2.2 Arbeitsunfähigkeit ist die durch eine Beeinträchtigung der körperlichen, geistigen oder psychischen Gesundheit bedingte, volle oder teilweise Unfähigkeit, im bisherigen Beruf oder Aufgabenbereich zumutbare Arbeit zu leisten. Bei langer Dauer wird auch die zumutbare Tätigkeit in einem anderen Beruf oder Aufgabenbereich berücksichtigt (Art. 6 ATSG).
2.3 Invalidität ist die voraussichtlich bleibende oder längere Zeit dauernde ganze oder teilweise Erwerbsunfähigkeit (Art. 8 Abs. 1 ATSG). Die Invalidität kann Folge von Geburtsgebrechen, Krankheit oder Unfall sein (Art. 4 Abs. 1 IVG). Erwerbsunfähigkeit ist der durch Beeinträchtigung der körperlichen, geistigen oder psychischen Gesundheit verursachte und nach zumutbarer Behandlung und Eingliederung verbleibende ganze oder teilweise Verlust der Erwerbsmöglichkeiten auf dem in Betracht kommenden ausgeglichenen Arbeitsmarkt (Art. 7 ATSG).
Beeinträchtigungen der psychischen Gesundheit können in gleicher Weise wie körperliche Gesundheitsschäden eine Invalidität im Sinne von Art. 4 Abs. 1 IVG in Verbindung mit Art. 8 ATSG bewirken. Nicht als Folgen eines psychischen Gesundheitsschadens und damit invalidenversicherungsrechtlich nicht als relevant gelten Einschränkungen der Erwerbsfähigkeit, welche die versicherte Person bei Aufbietung allen guten Willens, die verbleibende Leistungsfähigkeit zu verwerten, abwenden könnte; das Mass des Forderbaren wird dabei weitgehend objektiv bestimmt. Festzustellen ist, ob und in welchem Umfang die Ausübung einer Erwerbstätigkeit auf dem ausgeglichenen Arbeitsmarkt mit der psychischen Beeinträchtigung vereinbar ist. Ein psychischer Gesundheitsschaden führt also nur soweit zu einer Erwerbsunfähigkeit (Art. 7 ATSG), als angenommen werden kann, die Verwertung der Arbeitsfähigkeit (Art. 6 ATSG) sei der versicherten Person sozial-praktisch nicht mehr zumutbar (BGE 131 V 50 Erw. 1.2 mit Hinweisen).
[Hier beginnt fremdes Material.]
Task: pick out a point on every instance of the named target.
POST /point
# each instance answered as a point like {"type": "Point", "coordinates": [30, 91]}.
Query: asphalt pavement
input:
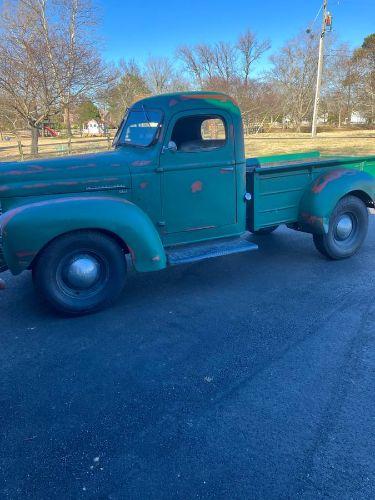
{"type": "Point", "coordinates": [248, 376]}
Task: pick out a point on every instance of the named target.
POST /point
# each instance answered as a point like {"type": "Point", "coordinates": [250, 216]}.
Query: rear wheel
{"type": "Point", "coordinates": [80, 272]}
{"type": "Point", "coordinates": [265, 230]}
{"type": "Point", "coordinates": [347, 231]}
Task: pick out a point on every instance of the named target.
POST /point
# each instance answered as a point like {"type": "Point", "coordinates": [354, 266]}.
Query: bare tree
{"type": "Point", "coordinates": [294, 76]}
{"type": "Point", "coordinates": [129, 87]}
{"type": "Point", "coordinates": [364, 72]}
{"type": "Point", "coordinates": [47, 61]}
{"type": "Point", "coordinates": [159, 74]}
{"type": "Point", "coordinates": [250, 50]}
{"type": "Point", "coordinates": [67, 27]}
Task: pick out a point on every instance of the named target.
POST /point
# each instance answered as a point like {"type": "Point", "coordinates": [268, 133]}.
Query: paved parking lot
{"type": "Point", "coordinates": [251, 376]}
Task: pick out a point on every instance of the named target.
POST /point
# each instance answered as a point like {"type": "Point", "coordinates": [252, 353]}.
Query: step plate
{"type": "Point", "coordinates": [209, 250]}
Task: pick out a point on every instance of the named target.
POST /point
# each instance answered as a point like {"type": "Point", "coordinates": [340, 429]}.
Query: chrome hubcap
{"type": "Point", "coordinates": [344, 227]}
{"type": "Point", "coordinates": [82, 272]}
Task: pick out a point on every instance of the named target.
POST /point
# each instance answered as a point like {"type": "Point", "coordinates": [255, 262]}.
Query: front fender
{"type": "Point", "coordinates": [321, 197]}
{"type": "Point", "coordinates": [27, 228]}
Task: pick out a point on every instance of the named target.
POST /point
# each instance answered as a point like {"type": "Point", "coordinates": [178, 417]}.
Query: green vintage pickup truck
{"type": "Point", "coordinates": [176, 188]}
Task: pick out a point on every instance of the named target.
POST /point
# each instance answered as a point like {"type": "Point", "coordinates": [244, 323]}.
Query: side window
{"type": "Point", "coordinates": [199, 133]}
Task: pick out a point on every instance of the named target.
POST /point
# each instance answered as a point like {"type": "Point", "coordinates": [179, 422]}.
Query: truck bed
{"type": "Point", "coordinates": [278, 182]}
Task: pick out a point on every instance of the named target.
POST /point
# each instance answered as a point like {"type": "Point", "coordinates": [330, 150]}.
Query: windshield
{"type": "Point", "coordinates": [140, 128]}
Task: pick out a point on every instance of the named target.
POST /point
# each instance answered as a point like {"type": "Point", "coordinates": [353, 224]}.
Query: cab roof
{"type": "Point", "coordinates": [183, 101]}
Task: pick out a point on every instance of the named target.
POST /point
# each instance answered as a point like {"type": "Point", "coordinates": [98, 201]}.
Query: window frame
{"type": "Point", "coordinates": [116, 140]}
{"type": "Point", "coordinates": [207, 116]}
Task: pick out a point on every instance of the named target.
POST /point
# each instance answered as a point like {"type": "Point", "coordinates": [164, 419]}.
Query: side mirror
{"type": "Point", "coordinates": [171, 146]}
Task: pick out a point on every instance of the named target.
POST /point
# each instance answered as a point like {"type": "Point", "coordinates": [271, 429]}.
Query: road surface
{"type": "Point", "coordinates": [249, 376]}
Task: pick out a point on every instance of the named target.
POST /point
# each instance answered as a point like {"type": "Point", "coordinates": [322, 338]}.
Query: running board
{"type": "Point", "coordinates": [209, 249]}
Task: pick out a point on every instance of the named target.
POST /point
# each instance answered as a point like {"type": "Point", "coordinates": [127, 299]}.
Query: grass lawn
{"type": "Point", "coordinates": [356, 142]}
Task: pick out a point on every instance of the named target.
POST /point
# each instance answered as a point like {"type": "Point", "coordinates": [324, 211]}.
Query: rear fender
{"type": "Point", "coordinates": [321, 197]}
{"type": "Point", "coordinates": [27, 228]}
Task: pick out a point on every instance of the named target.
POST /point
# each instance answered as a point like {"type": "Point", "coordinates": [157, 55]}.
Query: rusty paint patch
{"type": "Point", "coordinates": [198, 228]}
{"type": "Point", "coordinates": [313, 220]}
{"type": "Point", "coordinates": [323, 181]}
{"type": "Point", "coordinates": [21, 254]}
{"type": "Point", "coordinates": [140, 163]}
{"type": "Point", "coordinates": [27, 171]}
{"type": "Point", "coordinates": [216, 97]}
{"type": "Point", "coordinates": [39, 185]}
{"type": "Point", "coordinates": [132, 253]}
{"type": "Point", "coordinates": [196, 187]}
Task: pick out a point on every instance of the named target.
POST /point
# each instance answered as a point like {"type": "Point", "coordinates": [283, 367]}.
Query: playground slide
{"type": "Point", "coordinates": [51, 131]}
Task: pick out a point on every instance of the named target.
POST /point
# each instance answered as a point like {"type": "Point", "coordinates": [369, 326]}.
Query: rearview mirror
{"type": "Point", "coordinates": [172, 146]}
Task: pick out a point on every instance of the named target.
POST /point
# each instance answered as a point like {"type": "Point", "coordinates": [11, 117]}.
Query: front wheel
{"type": "Point", "coordinates": [347, 230]}
{"type": "Point", "coordinates": [80, 272]}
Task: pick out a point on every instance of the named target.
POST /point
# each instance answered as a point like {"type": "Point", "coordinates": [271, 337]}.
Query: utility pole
{"type": "Point", "coordinates": [320, 67]}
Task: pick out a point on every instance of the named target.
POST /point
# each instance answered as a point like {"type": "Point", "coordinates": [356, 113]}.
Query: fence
{"type": "Point", "coordinates": [50, 147]}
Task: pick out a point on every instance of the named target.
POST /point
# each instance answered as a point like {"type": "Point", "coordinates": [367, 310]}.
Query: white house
{"type": "Point", "coordinates": [357, 118]}
{"type": "Point", "coordinates": [93, 127]}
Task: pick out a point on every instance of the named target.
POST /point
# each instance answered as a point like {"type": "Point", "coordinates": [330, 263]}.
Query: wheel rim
{"type": "Point", "coordinates": [344, 227]}
{"type": "Point", "coordinates": [82, 274]}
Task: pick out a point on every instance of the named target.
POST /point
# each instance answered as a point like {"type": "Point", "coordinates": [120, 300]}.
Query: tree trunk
{"type": "Point", "coordinates": [67, 121]}
{"type": "Point", "coordinates": [34, 140]}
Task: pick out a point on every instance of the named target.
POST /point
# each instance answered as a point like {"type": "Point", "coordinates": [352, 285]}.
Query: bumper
{"type": "Point", "coordinates": [3, 266]}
Weder für die Verwaltung noch für das Gericht besteht ein Anlass, die Diagnose "Fibromyalgie" in Frage zu stellen, auch wenn diese in der Ärzteschaft umstritten ist. Die Fibromyalgie weist zahlreiche mit den somatoformen Schmerzstörungen gemeinsame Aspekte auf, sodass es sich beim aktuellen Kenntnisstand aus juristischer Sicht rechtfertigt, die von der Rechtsprechung im Bereich der somatoformen Schmerzstörungen entwickelten Grundsätze bei der Würdigung des invalidisierenden Charakters einer Fibromyalgie analog anzuwenden (BGE 132 V 65 Erw. 4).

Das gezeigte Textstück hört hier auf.